Reply: The Foreword, which doubles as an introduction, and a short essay on Einstein and his method are not in dialog form. When you must explain and defend many new ideas a question and answer format works well as Galileo showed in his famous dialog that advanced the Copernican theory.
Comment [from the Amazon review]: "...Klevgard has written the seminal snapshot of a core analysis of quantum and relative physics, from an intuitive ontological point of view. [It]...explain[s] what's been missing in quantum uncertainty..."
Comment: Is the uncertainty principle the basis for all of quantum mechanics?

Reply: Heisenberg certainly thought so, whereas Bohr thought the wave-particle duality was more fundamental. Both were original thinkers, but as I point out in my book, both are open to criticism from the point of view of ontology (what exists and what occurs).

Bohr and countless others treat the particle as the conjugal opposite of a wave whereas a particle is an existing material entity/object and a wave is a form and not an entity. The opposite of the waveform (i.e., the form radiation possesses) is the field form (i.e., the form matter possesses); instances of one occur and progress in space, instances of the other exist and progress in time.

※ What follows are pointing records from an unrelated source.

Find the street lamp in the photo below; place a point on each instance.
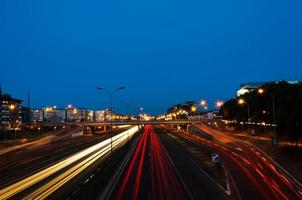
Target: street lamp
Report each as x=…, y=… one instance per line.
x=128, y=105
x=203, y=102
x=261, y=91
x=219, y=104
x=111, y=93
x=242, y=102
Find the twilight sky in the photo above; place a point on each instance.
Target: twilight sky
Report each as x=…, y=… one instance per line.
x=163, y=51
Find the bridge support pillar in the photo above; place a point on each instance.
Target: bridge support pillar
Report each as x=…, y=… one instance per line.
x=187, y=128
x=89, y=130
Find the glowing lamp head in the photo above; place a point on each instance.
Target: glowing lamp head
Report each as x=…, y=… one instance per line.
x=241, y=101
x=260, y=91
x=219, y=104
x=12, y=107
x=203, y=102
x=193, y=109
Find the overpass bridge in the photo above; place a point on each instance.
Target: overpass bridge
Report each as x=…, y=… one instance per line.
x=103, y=126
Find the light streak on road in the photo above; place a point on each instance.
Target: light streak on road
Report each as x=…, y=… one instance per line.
x=164, y=181
x=97, y=151
x=268, y=174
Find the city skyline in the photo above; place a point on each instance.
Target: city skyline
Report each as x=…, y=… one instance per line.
x=165, y=56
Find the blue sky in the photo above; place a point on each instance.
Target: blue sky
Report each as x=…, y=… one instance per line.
x=164, y=52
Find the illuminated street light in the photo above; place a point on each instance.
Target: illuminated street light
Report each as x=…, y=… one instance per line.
x=12, y=107
x=193, y=109
x=110, y=93
x=219, y=104
x=260, y=91
x=203, y=103
x=241, y=101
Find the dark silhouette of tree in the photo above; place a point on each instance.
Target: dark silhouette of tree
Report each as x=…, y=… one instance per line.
x=288, y=108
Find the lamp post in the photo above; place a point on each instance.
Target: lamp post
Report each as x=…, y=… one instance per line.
x=241, y=102
x=128, y=104
x=110, y=93
x=261, y=91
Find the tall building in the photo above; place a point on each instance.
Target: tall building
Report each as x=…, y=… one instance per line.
x=10, y=111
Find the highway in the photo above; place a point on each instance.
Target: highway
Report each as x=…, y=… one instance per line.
x=253, y=172
x=43, y=183
x=160, y=169
x=162, y=163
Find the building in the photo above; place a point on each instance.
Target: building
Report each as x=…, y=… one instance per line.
x=10, y=112
x=182, y=111
x=250, y=86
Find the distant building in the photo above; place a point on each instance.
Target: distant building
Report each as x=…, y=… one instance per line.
x=250, y=86
x=183, y=110
x=10, y=111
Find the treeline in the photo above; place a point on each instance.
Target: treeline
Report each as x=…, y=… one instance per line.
x=285, y=98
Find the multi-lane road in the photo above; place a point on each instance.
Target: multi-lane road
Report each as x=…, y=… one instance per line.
x=162, y=163
x=42, y=180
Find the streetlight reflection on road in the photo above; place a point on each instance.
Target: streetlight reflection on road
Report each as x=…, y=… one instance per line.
x=90, y=154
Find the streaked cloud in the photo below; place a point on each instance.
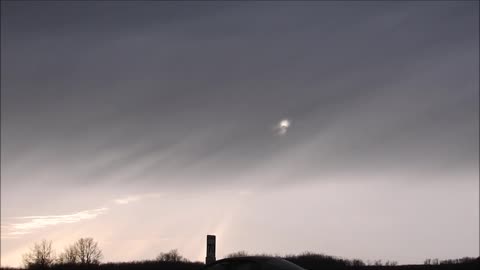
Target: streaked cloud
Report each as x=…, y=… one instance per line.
x=134, y=198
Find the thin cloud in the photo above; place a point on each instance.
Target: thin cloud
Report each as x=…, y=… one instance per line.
x=39, y=222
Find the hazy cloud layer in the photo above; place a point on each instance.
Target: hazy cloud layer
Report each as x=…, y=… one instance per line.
x=102, y=102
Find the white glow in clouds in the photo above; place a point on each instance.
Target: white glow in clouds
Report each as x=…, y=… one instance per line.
x=283, y=126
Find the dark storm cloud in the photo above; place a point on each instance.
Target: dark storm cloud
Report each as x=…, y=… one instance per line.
x=195, y=89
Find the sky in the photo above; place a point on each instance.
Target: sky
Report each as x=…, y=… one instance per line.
x=344, y=128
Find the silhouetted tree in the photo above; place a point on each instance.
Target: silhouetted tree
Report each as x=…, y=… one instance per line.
x=87, y=251
x=69, y=256
x=171, y=256
x=40, y=256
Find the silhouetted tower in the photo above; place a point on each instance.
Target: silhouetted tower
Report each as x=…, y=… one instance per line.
x=210, y=249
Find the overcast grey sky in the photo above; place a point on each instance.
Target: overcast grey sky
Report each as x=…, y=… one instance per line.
x=148, y=125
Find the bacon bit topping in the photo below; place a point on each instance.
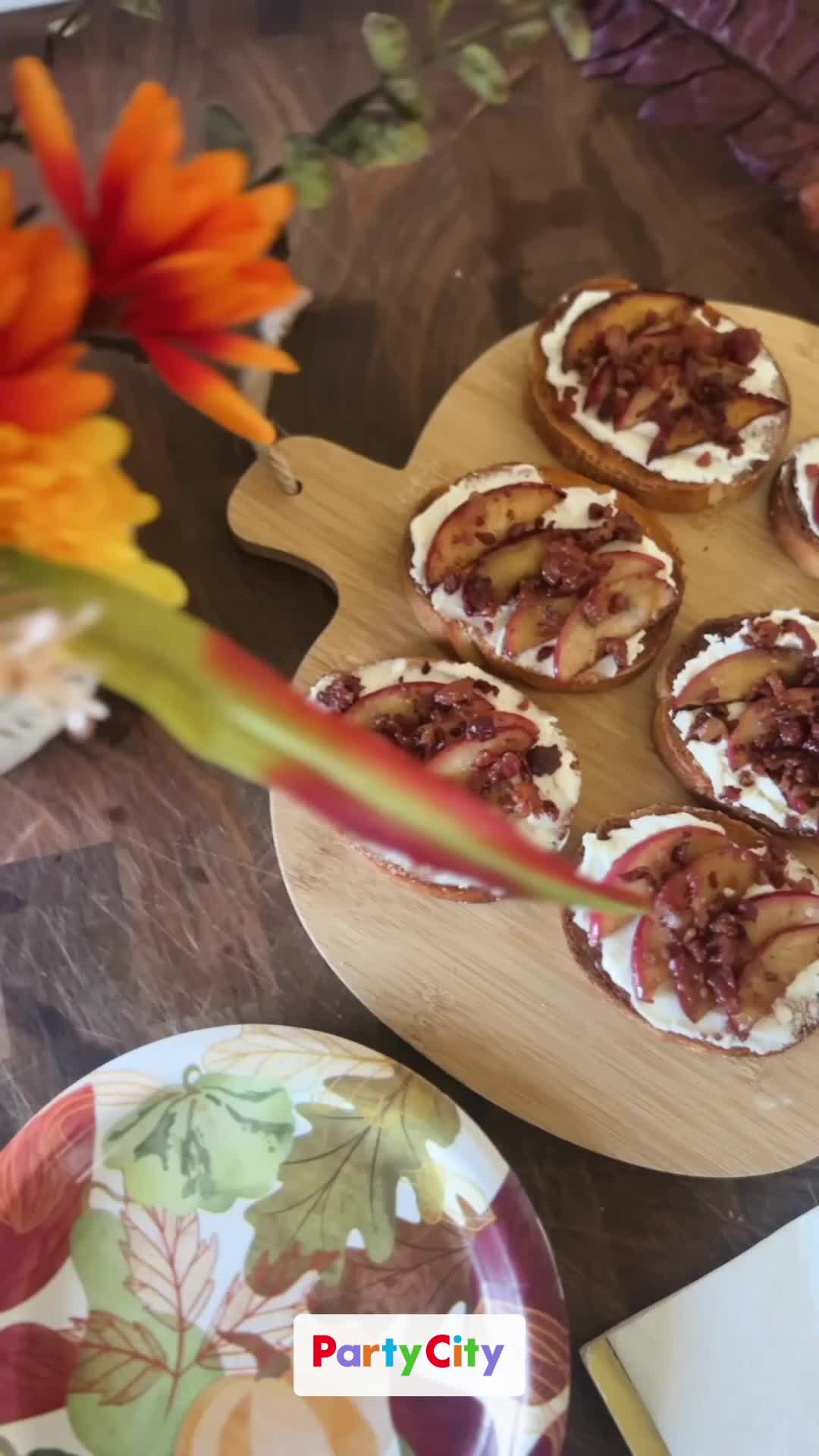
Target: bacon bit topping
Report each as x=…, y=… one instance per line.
x=617, y=648
x=544, y=759
x=341, y=693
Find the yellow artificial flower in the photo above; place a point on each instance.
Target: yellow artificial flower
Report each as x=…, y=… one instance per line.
x=63, y=495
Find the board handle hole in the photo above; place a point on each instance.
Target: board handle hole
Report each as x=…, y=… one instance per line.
x=287, y=482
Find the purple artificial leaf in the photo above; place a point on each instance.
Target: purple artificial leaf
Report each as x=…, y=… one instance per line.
x=716, y=99
x=748, y=69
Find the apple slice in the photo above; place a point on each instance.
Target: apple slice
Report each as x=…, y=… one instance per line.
x=537, y=619
x=768, y=976
x=694, y=427
x=692, y=990
x=648, y=864
x=602, y=383
x=687, y=894
x=626, y=563
x=732, y=679
x=651, y=952
x=513, y=734
x=637, y=408
x=657, y=963
x=506, y=566
x=781, y=910
x=409, y=701
x=645, y=601
x=485, y=520
x=760, y=718
x=626, y=310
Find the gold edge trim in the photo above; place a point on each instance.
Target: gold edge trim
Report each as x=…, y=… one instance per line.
x=623, y=1401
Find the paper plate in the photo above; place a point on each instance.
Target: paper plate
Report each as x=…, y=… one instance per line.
x=165, y=1219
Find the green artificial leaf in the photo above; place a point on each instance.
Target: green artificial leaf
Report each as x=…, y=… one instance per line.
x=572, y=24
x=388, y=42
x=205, y=1144
x=411, y=96
x=439, y=11
x=126, y=1398
x=344, y=1172
x=483, y=73
x=306, y=166
x=526, y=33
x=222, y=128
x=379, y=140
x=146, y=9
x=235, y=711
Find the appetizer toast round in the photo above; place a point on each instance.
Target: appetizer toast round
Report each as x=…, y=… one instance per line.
x=726, y=956
x=544, y=576
x=657, y=394
x=472, y=728
x=793, y=506
x=738, y=718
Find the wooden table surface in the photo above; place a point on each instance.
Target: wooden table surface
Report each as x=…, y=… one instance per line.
x=139, y=890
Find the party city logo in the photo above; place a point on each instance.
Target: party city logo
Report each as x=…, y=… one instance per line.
x=410, y=1354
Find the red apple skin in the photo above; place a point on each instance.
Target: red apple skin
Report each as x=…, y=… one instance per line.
x=490, y=513
x=627, y=310
x=760, y=717
x=400, y=699
x=656, y=855
x=706, y=878
x=733, y=677
x=777, y=963
x=781, y=910
x=576, y=648
x=458, y=759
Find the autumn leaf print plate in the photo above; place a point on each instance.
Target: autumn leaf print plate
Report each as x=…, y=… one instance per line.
x=165, y=1219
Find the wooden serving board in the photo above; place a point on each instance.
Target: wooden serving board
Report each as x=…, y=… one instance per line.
x=490, y=992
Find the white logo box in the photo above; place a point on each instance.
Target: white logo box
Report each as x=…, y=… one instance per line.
x=410, y=1354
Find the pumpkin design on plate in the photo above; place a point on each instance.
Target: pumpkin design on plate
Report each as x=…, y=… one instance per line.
x=242, y=1416
x=190, y=1200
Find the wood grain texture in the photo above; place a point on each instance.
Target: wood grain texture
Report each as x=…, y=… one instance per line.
x=108, y=934
x=461, y=977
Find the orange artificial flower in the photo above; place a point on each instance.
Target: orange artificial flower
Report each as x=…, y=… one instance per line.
x=44, y=289
x=61, y=491
x=178, y=253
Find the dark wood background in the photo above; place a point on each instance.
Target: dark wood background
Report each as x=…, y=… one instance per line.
x=139, y=890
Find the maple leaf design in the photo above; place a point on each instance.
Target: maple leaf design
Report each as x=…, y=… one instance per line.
x=344, y=1172
x=428, y=1272
x=249, y=1327
x=169, y=1267
x=118, y=1360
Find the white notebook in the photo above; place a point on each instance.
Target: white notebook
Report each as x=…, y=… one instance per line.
x=729, y=1366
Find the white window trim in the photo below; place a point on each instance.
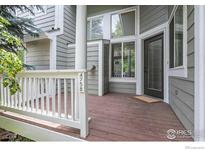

As for Heisenberg’s uncertainty principle, it is basically limited to projectile motion such as moving electrons. The uncertainty relation does not apply to space-stationary matter, for example. Such matter has zero momentum so it is foolish to quantify an uncertainty-of-momentum for a particle that has no momentum in the first place. The equivalent is to quantify the uncertainty of the photon’s rest mass.
The uncertainty principle and wave-field duality can both be traced back to ontology: mass and energy entities, field and wave forms, and existence and occurrence categories.